Das viertägige Testprogramm hielt jede Menge Herausforderungen parat. Sandpassagen in ausgetrockneten Flussbetten, Passagen mit tückischen Felsen und tiefem Schotter, extrem wellige Pisten oder steile Anfahrten und ebensolche Anstiege. Und als Krönung ging es über den Van Zyl’s Pass, der zu den schwierigsten Strecken in ganz Afrika gehört. Hierhin dürfen sich nur Offroad-Profis wagen – und Fahrzeuge, die alles mitmachen und mehr können, als man sich im europäischen Auto-Alltag jemals vorstellen kann.

Land Rover gibt dem markant gestylten Neuling nicht nur Robustheit mit auf den Weg. Sondern dem digitalen Zeitalter entsprechend auch modernste Technologien. Sie runden das Leistungsprofil des neuen Defender mit umfassender Computerhilfe und Sensorik ab. Etwa in der neuesten Entwicklungsstufe des von Land Rover kreierten Allround-Steuerungssystems Terrain Response. Es verfügt nun zusätzlich über einen konfigurierbaren Modus, wodurch der Pilot in die Lage versetzt wird, diverse Fahrzeugeinstellungen ganz nach Wunsch auf Straße, Gelände, Schnee und Eis oder persönlichen Geschmack zu justieren. Auch ein neuer Wat-Modus von bis zu 900 Millimeter ist jetzt Teil von Terrain Response, sodass auch tiefe Fluss- und Bachläufe kein Hindernis sind. 

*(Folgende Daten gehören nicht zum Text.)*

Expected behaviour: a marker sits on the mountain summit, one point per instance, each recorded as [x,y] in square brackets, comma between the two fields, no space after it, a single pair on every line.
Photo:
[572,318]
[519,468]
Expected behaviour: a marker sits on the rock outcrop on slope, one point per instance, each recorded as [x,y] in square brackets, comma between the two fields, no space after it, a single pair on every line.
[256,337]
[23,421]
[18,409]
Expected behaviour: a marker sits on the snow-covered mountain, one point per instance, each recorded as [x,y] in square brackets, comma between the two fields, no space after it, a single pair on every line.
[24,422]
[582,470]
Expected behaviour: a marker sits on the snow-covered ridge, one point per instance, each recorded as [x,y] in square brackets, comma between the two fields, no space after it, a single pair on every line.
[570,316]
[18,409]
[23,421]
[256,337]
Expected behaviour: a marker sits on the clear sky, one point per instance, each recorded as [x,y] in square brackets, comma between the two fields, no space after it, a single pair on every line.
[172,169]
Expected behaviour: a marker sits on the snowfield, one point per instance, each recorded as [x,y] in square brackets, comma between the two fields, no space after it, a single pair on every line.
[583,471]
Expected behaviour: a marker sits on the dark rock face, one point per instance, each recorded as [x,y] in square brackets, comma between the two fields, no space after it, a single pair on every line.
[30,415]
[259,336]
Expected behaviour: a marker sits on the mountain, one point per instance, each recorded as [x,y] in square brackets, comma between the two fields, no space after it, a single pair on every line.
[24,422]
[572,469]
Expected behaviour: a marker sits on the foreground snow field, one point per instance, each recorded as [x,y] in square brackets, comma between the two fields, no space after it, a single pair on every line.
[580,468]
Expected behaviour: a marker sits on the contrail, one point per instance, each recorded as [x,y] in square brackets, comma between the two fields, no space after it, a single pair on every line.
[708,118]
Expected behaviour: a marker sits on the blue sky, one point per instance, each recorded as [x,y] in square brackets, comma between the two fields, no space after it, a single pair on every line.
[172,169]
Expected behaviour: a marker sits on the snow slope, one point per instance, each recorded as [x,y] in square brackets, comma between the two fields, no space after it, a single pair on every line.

Die Watfähigkeit des neuen Defender konnte die Testfahrkolonne im staubtrockenen Namibia nicht prüfen – wohl aber jeden einzelnen Offroad-Vorteil. Und davon besitzt der unverwüstliche Brite eine stattliche Zahl, wofür nicht zuletzt seine extrem kurzen Überhänge an Front und Heck verantwortlich sind. Sie führen zu eindrucksvollen Böschungswinkeln von bis zu 38 Grad vorn und 40 Grad hinten. Hinzu kommen Rampenwinkel von bis zu 31 Grad: So erweist sich der neue Defender im Gelände seiner legendären Vorfahren mehr als würdig.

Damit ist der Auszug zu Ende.